8 MLB teams potentially poised to break out in the second half
The All-Star break is a good time to step back and assess where the 30 teams across Major League Baseball stand. Some teams comfortably occupy first place, some are facing a second half of playing out a string of meaningless games, and then there is the group caught in the middle.
In the past, second half runs have been a big part of baseball. Teams that hadn’t really made an impression by mid-July can catch fire and change the scope of the division and playoff picture in a hurry in the second half. After all, there’s a long way to go, and there’s no guarantee that the first place teams now will win the division.

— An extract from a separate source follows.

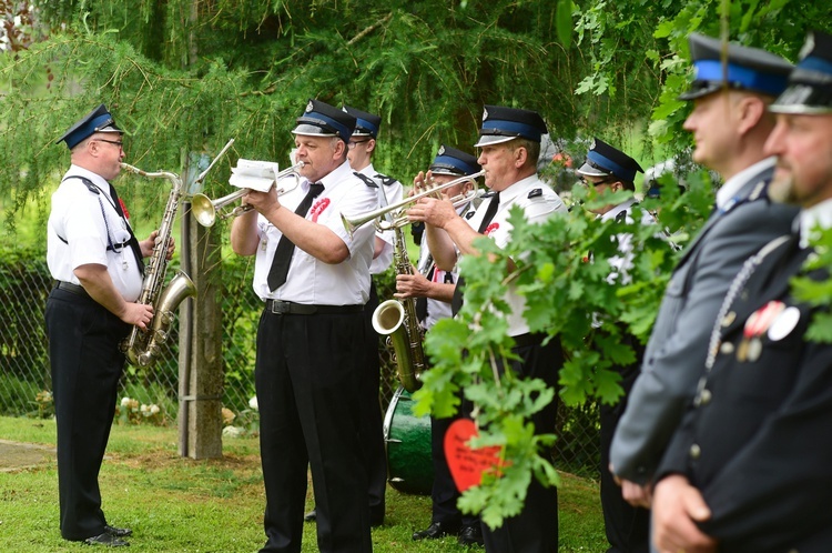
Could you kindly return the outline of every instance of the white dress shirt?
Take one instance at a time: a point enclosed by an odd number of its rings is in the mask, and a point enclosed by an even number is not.
[[[74,177],[88,179],[99,193],[90,191],[81,179]],[[70,165],[52,194],[47,230],[47,264],[52,278],[80,284],[74,274],[77,268],[90,263],[104,265],[124,300],[138,300],[142,291],[142,274],[126,243],[130,240],[129,224],[115,211],[106,180],[87,169]],[[109,251],[109,244],[115,245],[115,251]]]
[[[272,268],[274,251],[283,233],[257,215],[260,245],[254,264],[254,292],[261,300],[285,300],[315,305],[358,305],[369,296],[369,262],[373,258],[373,227],[358,229],[351,239],[341,214],[359,215],[376,208],[378,198],[345,161],[319,181],[324,191],[312,202],[306,219],[323,224],[344,241],[349,257],[341,263],[325,263],[300,248],[295,248],[286,275],[286,282],[274,292],[268,290],[266,279]],[[277,183],[277,188],[280,188]],[[294,190],[281,195],[286,209],[295,210],[310,190],[304,180]]]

Here are eight teams that had decent first halves, but have the capability to make some real noise in the second half of the MLB season.
8. Arizona Diamondbacks
There’s a lot to like about the Diamondbacks, which rank in the top six in the NL in both OPS and ERA. In other words, they’re a well-balanced team that can both hit and pitch rather effectively. Despite their 46-45 record, they’ve scored 64 more runs than they’ve allowed, indicating a team that should be performing significantly better. They have two good power hitters in Ketel Marte and Eduardo Escobar, an ace in Zack Grienke, and solid pieces in the bullpen. Don’t be surprised to see them play to a higher level after the All-Star break.
7. St. Louis Cardinals
The question for the Cardinals is whether they can hit enough. Their bullpen has been good, and starting pitchers like Miles Mikolas and Jack Flaherty have room to grow. On offense, though, Matt Carpenter is hitting just .216 while Paul Goldschmidt is at .254. St. Louis would have expected more from both of them. If just a few Cardinals hitters could perform a bit more like they have in the past, they could go on a real run.
6. Milwaukee Brewers
The reigning NL Central champions won 96 games last season but are hovering just around .500 in 2019. That’s happening despite Christian Yelich having another MVP-caliber season. His teammates just haven’t picked him up, with only two other Brewer regulars hitting over .260. Pitching must improve too, but with Yelich in the lineup, this team always has a chance to take off. They need just a few more guys to get on base around him.
5. Oakland Athletics
Oakland won nine of 12 going into the All-Star break, which could be a sign of things to come in the second half. They can pitch, and their bullpen has the potential to reach an elite level if closer Blake Treinen can recapture some of the magic that made him one of the sport’s most dominant pitchers a year ago. Their lineup can be reliant on home runs, but they have six players in double figures. The A’s always manage to be competitive. They also have a favorable September schedule and only face the Astros four times that month, leaving them to feast on inferior division rivals. Their biggest issue is dealing with the void left by the suspended Frankie Montas.
4. Washington Nationals
The Nationals caught fire before the All-Star break, and there’s no reason to believe they’re about to slow down. Anthony Rendon and Juan Soto are mashing. Max Scherzer is arguably the best pitcher in baseball and fronting a loaded rotation. The shortcoming, as it has always been, is a bullpen that can’t seem to get the ball from the starter to Sean Doolittle. If someone can step up and fulfill that role, there’s a chance that the Nationals could close a six-game deficit and make the Atlanta Braves sweat in the NL East.
3. Cleveland Indians
Cleveland is an interesting case. They were the division favorite before the season, looked out of it by mid-June, and pulled back to within 5.5 games of the Minnesota Twins by the All-Star break. There is no disputing that Cleveland has the talent — Francisco Lindor is a star, and if they can get Corey Kluber back on the mound by September, it might change things as well. The big issue is the team’s financial future. Will they be able to hold onto some key players in the midst of a pennant race or be tempted into making a more long-term move?
2. Boston Red Sox
It’s hard to imagine that the reigning World Series winners who won 108 games a year ago spent most of the first half floundering. They recovered to get to 49-41, but even that is underwhelming. The talent is undeniable, but hitters like Mookie Betts have gone from MVP-caliber to merely good. The real issue is pitching, where Chris Sale and Rick Porcello have been underwhelming to downright poor, and the bullpen has been leaky. A lot of this would be fixed if established players start to perform. If that happens, Boston could immediately go out and win a lot of games in a row.
1. Chicago Cubs
The Cubs’ first half was so frustrating that Theo Epstein was publicly threatening major changes before the team even made it to the All-Star break. The Cubs are in first place but only 47-43, and it feels like they should be far ahead of their NL Central rivals by now. Despite the presence of Anthony Rizzo and Kris Bryant, they lack a .300 hitter. Jose Quintana’s ERA has risen above 4, and Yu Darvish needs to turn things around quickly to avoid being labeled a free agent bust. They ultimately moved to add Craig Kimbrel, which should help, but the Cubs need their talented players — especially in the rotation — to step things up. If that happens, they could still run away with the division.